Alpaca Information

Alpacas are one of the smallest members of the camel family. Like their cousin, the llama, they have been bred in South America for thousands of years. The alpaca produces a beautiful, long stapled very luxurious fiber that is used in the finest garments.

Alpacas are intelligent, clean, quiet, and easily managed on small acreage. They are the result of 6000 years of breeding by the Incas of South America to provide a fiber that is lustrous, strong and wonderfully soft to the hand.

Alpacas... are one of the few animals which can be profitably raised on small acreage.

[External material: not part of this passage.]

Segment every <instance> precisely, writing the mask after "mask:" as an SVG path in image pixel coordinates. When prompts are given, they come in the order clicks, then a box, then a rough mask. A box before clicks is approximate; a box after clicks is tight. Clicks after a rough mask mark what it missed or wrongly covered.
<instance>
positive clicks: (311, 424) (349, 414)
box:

Alpacas come in a wide range of colors from purest white to jet black with a full spectrum of browns in between. They also produce a wide range of grays from light to dark silver and rose grays. If this weren't enough, alpacas also have many patterns of white and dark colors. There are two kinds of fiber types among alpacas: the fluffy huacaya, and the elegant suri with long, lustrous fiber.

Alpacas are very hardy, having been raised in the high Andes mountains for centuries. They are pasture efficient and do not challenge fences. Gestation is 11 months with a single cria (baby alpaca) being born. They are sheared once a year in the spring. Alpacas are quiet and gentle and are one of the few animals which can be profitably raised on small acreage. This makes the little alpaca a fine opportunity for established farms to diverisfy or for small farms to specialize.